Interconexão entre estruturas de saneamento e de redes de biometano pode ser vantajosa, segundo estudo

Técnica ainda não utilizada no Brasil pode trazer benefícios para regiões periféricas e rurais, aproveitando os gases produzidos no processo de saneamento para geração de energia

[Lâmpada com uma muda dentro - Pexels]
[Lâmpada com uma muda dentro - Pexels]

A tese Sinergias entre infraestruturas essenciais: o caso do saneamento e da energia no Brasil através de projetos de biometano em redes locais da engenheira e doutora em Ciências, Taluia Croso, desenvolvida no Instituto de Energia e Ambiente (IEE), analisa as medidas socioeconômicas da interconexão de redes de saneamento com redes de abastecimento de biometano. Para isso, realiza comparações com outros programas do gênero, como o Luz Para Todos e o Luz no Campo. Taluia explica que um projeto dessa natureza aproveitaria o biometano emitido do esgoto coletado e o retornaria para a rede de abastecimento de energia a biogás da mesma região, ou mesmo da própria estação de tratamento. 

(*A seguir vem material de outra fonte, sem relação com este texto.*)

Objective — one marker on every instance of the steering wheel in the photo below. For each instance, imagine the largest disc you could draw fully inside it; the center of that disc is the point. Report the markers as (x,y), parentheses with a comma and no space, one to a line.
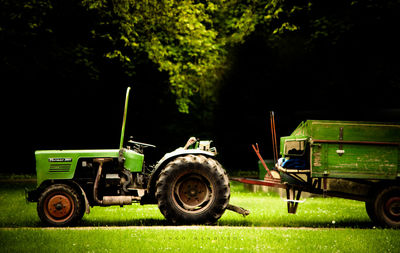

A análise também se embasa no cumprimento da Lei 14.026/2020, conhecida como o Novo Marco Legal do Saneamento Básico, o qual estabeleceu metas para a universalização do saneamento básico, além de buscar atrair investimento privado para o setor. O aproveitamento dos recursos pela sinergia das redes também vai em encontro com os 17 Objetivos do Desenvolvimento Sustentável estabelecidos pela ONU, mais especificamente com o 6 (água potável e saneamento), o 7 (energia limpa e acessível) , e o 13 (ação contra a mudança global do clima). O Plano de Ação Climática e Desenvolvimento Sustentável para São Paulo 2050 (PAC-2050) também possui como meta extinguir o uso de combustíveis fósseis, o que abriria caminho para uma maior comercialização e aproveitamento do biogás.

Barreiras para a implantação

Entretanto, uma solução estrutural como a analisada, por si só, não é suficiente. Existem barreiras reguladoras que devem existir – principalmente referentes à qualidade do gás oferecido –, além de desafios econômicos e socioculturais, o que dificulta ainda mais sua implantação. “Quando você entra nessa questão do saneamento, percebe que existe uma identidade local que precisa ser respeitada, e você precisa trabalhar junto com aquela comunidade para entender quais são as necessidades”, aponta Taluia, “quem vai realmente cuidar daquilo é a população local”.

Quanto aos riscos da interconexão de redes, Taluia explica que o gás natural é diferente do gás liquefeito de petróleo (GLP). O GLP é um gás mais denso que o ar, possui um risco maior de gerar explosões, uma vez que não se dispersa na atmosfera sem que haja ventilação, e, por isso, é alvo de  uma regulação mais rigorosa da Agência Nacional do Petróleo, Gás Natural e Biocombustíveis do Brasil (ANP). Já o gás natural, é mais leve que o ar, justamente o que torna precisa uma rede de distribuição. ”Uma explosão de gás natural não é comum, e o biometano seria uma molécula química similar ao gás natural”, destaca. “Entretanto, a manutenção das redes é essencial para garantir a segurança da população e evitar as emissões fugitivas de metano para a atmosfera”.

A engenheira salienta a importância de políticas públicas para a implementação de mudanças como essas, pois, no caso das regiões rurais, o custo dessas estruturas seria muito alto em proporção à quantidade de pessoas que pagariam pelo serviço e, ainda que fossem geradas cotas sociais, o investimento não teria garantia. Uma alternativa a isso seria a venda do biometano gerado, visando o desconto na taxa de serviço, o que ainda é um cálculo superficial, tendo em vista a falta de estruturas já implantadas para um estudo mais preciso.